Situasi perekonomian nasional yang melemah saat ini, lanjut Rahman Sabon dengan ide pembentukan holding BUMN Pangan maupun Badan Pangan Nasional (BPN) tidak akan menyelesaikan persolan carut-marut masalah penanganan pangan. Apalagi menurutnya tidak mudah mengubah stigma dari publik terkait adanya keberpihakan Pemerintah saat ini pada kesejahteraan rakyat.
Bagi pria kelahiran NTT ini, sulitnya pengendalian ketersediaan dan stabilisasi harga pangan disebabkan tidak hanya faktor distribusi pangan yang bersumber dari kekacauan dan semrawutnya data pangan melainkan juga sangat dipengaruhi oleh kepentingan-kepentingan tertentu, sehingga sangat merugikan masyarakat dan juga Pemerintah.
“Untuk itu harus diwaspadai oleh Pemerintahan Jokowi-JK bila harga dan ketahanan pangan tidak bisa dikendalikan maka saya khawatir stabilitas politik jadi taruhannya.
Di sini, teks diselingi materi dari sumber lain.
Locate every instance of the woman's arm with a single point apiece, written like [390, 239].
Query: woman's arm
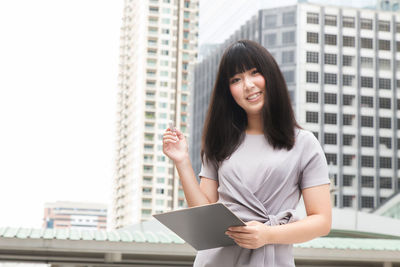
[176, 148]
[317, 223]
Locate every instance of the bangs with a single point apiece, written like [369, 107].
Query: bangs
[239, 58]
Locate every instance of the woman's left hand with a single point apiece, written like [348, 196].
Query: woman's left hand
[252, 236]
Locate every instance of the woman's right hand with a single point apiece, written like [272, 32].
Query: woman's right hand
[175, 145]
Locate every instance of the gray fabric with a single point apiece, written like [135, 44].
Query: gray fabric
[262, 184]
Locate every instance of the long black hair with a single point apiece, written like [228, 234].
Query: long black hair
[226, 122]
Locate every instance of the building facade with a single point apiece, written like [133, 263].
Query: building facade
[76, 215]
[158, 48]
[342, 68]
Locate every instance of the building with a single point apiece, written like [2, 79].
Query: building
[77, 215]
[158, 48]
[342, 68]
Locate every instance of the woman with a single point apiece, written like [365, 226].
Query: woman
[257, 161]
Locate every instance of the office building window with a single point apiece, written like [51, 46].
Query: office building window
[384, 83]
[348, 80]
[270, 21]
[367, 101]
[312, 117]
[384, 45]
[385, 103]
[331, 158]
[349, 41]
[348, 139]
[367, 62]
[386, 141]
[330, 118]
[385, 123]
[312, 18]
[330, 98]
[312, 37]
[367, 82]
[385, 162]
[312, 97]
[348, 60]
[330, 59]
[367, 161]
[287, 57]
[330, 78]
[366, 43]
[348, 22]
[384, 26]
[367, 202]
[312, 77]
[348, 100]
[386, 182]
[288, 18]
[330, 138]
[330, 39]
[366, 24]
[312, 57]
[347, 119]
[330, 20]
[288, 37]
Pun juga pertumbuhan ekonomi bisa terancam,” cemasnya.
Terkait hal itu, maka menurut hemat Rahman Sabon, Presiden Joko Widodo harus segera memfungsikan Kementerian Pangan dan Bulog/Kepala Badan Pengendali Pangan Nasional (BP2N). Kementerian dan lembaga ini menurut Rahamn Sabon perannya akan lebih kuat untuk melakukan koordinasi dengan mengintegrasikan berbagai lintas kelembagaan/kementerian seperti BPS, Kementerian Pertanian, Kementerian Perdagangan, Bulog dan lainnya untuk mewujudkan ketahanan swasembada pangan secara sinergis sesuai tupoksi masing-masing lembaga. “Mengingat kultural birokrasi Indonesia yang cenderung egosektoral, maka dipandang penting jabatan Menteri yang menangani pangan secara tersendiri dan sekaligus sebagai lembaga otoritas pangan yang tidak semata mata menonjolkan pencarian keuntungan,” ucapnya.
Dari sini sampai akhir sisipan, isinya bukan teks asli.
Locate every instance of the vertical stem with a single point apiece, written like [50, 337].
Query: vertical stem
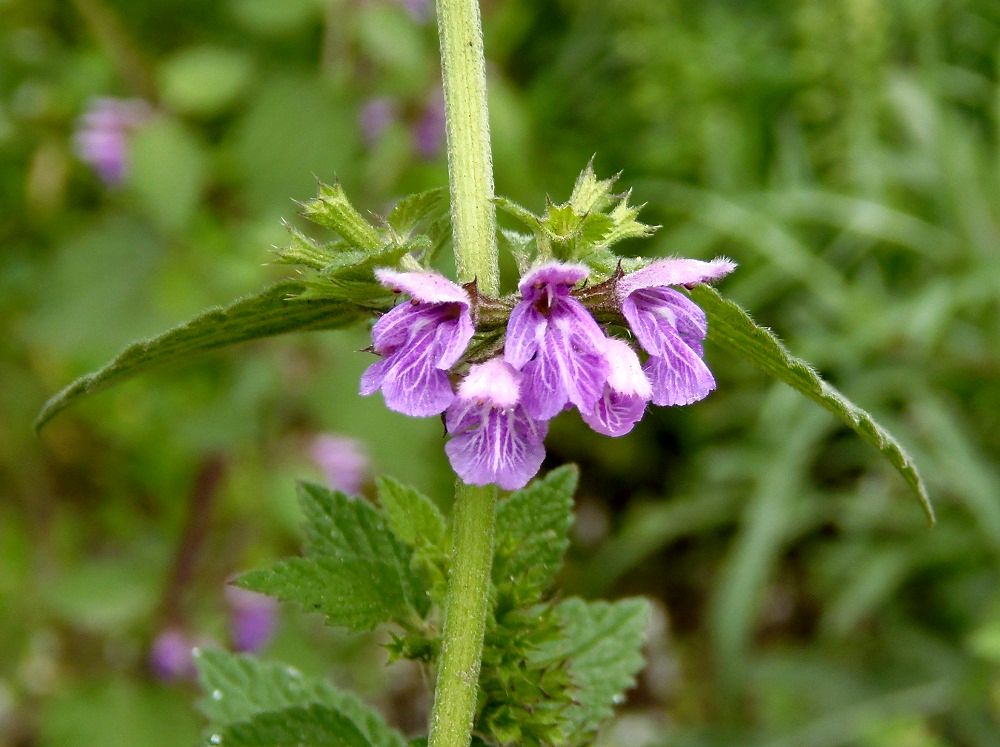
[470, 163]
[473, 217]
[464, 616]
Untuk diketahui, menurut Rahman Sabon usulan solutif berupa lembaga Kementerian Pangan dan Bulog sekaligus merangkap Badan Pengendali Pangan Nasional (Kepala BP2N) sudah lama digagas sehingga dapat menjadi jawaban atas tuntutan perlunya lembaga pangan sesuai amanah UU Pangan Nomor 18 tahun 2012.
“Lembaga ini seharusnya sudah dibentuk pada akhir Nopember 2015 sesuai amanat UU Pangan. Mendesak dibentuk karena saya melihat kurang optimalnya pelaksanaan Perpres Nomor 48 tahun 2016 tentang penugasan pada Bulog terkait Ketahanan pangan nasional. Ia bisa lebih cepat dan efektif dengan menggabungkan dan terbentuk lembaga seperti Kementerian Pangan dan Bulog/Badan Pengendali Pangan Nasional (BP2N),” pungkas Rahman.